What do I mean by “unusual choices?” I see players stoking their own egos all the time after making terrible choices in a game that was won. “So what?” you respond. “I won the game, didn’t I?” Winning is great, strictly better than losing in fact. But realize that poor play doesn’t necessarily lose games alone. There are plenty of bad players out there that still win games. Because Pokémon is a game with great relative variance, winning a game doesn’t always correlate with playing better than the loser. I think it’s a little sad when I see somebody Juniper away his win condition, only to realize his misplay and end up drawing yet another copy of the card. I can’t help but think the universe is a little too kind to people who fail so epically. The point is, the person making optimal plays doesn’t always get the win. Victorious play is not always quality play.
The luck element is what sets Pokémon apart from these other games. This is obviously what allows a lesser player to best an old pro. It might be hard to relate if you’ve only ever played Pokémon, but let me tell you, in MTG and League of Legends, some pro players are better than others.
In League, top-tier Korean players are significantly more technically skilled than players from North America. It’s a well-known fact among League players that the Samsung Galaxy teams had the highest skill concentration in the world for a time. Both Samsung Galaxy White and Samsung Galaxy Blue were predicted to do well in the World Championships, finishing 1st and 3rd respectively.
This type of prediction tends to be more accurate for games with lower variance—League, chess, and to a degree, games like Magic and Pokémon. In Pokémon, the correlation between victory and skill is a little bit weaker. The point is, in games with little to no variance, it’s quite easy to identify skill. Pokémon, of course, is not one of those games.
Winning a tournament is a simple testament to the the luck a player was blessed with on that particular day. I’d like to think that luck isn’t the paramount factor when the game’s best sit down to play. I’m of the opinion that the greatest victories happen in the night before.

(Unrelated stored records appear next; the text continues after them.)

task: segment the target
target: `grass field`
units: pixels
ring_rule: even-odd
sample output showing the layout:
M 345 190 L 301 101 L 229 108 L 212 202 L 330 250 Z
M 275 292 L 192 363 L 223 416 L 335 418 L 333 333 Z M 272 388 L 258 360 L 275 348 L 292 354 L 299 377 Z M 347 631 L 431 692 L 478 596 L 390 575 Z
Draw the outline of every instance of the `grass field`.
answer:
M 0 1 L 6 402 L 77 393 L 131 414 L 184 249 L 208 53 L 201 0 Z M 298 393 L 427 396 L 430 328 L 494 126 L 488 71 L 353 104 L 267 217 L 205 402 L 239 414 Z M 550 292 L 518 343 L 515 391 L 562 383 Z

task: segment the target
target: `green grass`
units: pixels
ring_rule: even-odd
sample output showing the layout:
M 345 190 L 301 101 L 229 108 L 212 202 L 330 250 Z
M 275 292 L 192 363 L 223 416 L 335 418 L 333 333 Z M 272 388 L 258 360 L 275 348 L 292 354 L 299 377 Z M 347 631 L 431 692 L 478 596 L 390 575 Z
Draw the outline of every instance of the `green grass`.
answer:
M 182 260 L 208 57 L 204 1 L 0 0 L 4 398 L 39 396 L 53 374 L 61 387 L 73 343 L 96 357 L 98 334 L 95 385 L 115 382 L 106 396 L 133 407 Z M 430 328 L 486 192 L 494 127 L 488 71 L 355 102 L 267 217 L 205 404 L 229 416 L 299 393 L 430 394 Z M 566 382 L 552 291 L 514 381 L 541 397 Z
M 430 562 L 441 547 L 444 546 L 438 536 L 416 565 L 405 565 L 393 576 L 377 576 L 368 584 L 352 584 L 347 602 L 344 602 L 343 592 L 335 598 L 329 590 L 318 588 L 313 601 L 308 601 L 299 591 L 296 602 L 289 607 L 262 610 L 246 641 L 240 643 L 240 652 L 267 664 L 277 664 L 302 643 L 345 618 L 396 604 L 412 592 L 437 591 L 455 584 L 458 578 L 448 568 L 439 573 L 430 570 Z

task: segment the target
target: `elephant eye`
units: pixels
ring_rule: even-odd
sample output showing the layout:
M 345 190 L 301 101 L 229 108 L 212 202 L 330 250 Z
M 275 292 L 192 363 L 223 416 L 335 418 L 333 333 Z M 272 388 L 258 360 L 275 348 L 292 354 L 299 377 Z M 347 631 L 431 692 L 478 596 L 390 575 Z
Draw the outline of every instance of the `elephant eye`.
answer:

In hotel rooms, on the venue floor, and by the midnight oil. By far, the the greatest victories in Pokémon TCG come from deck choice.
Turning in a strong decklist is the first and most important decision a person makes in a tournament. Deck choice alone can define how a day will go.
The DKE has been discussed a great deal lately. Cornell University’s own Daniel Dunning recently authored an AMA (ask me anything!) post on Reddit, giving a great deal of insight into how he gave a name to the phenomenon of human ignorance.
So how do you avoid making mistakes, considering the magnitude of your ignorance?
“The best way to avoid errors that you are unaware of (the Dunning-Kruger effect) is not to catch those errors (you won’t see them anyway), but to avoid making them in the first place. Or, if you are bound to make them, to mitigate their effect. How to do that? Get competent. Always be learning.”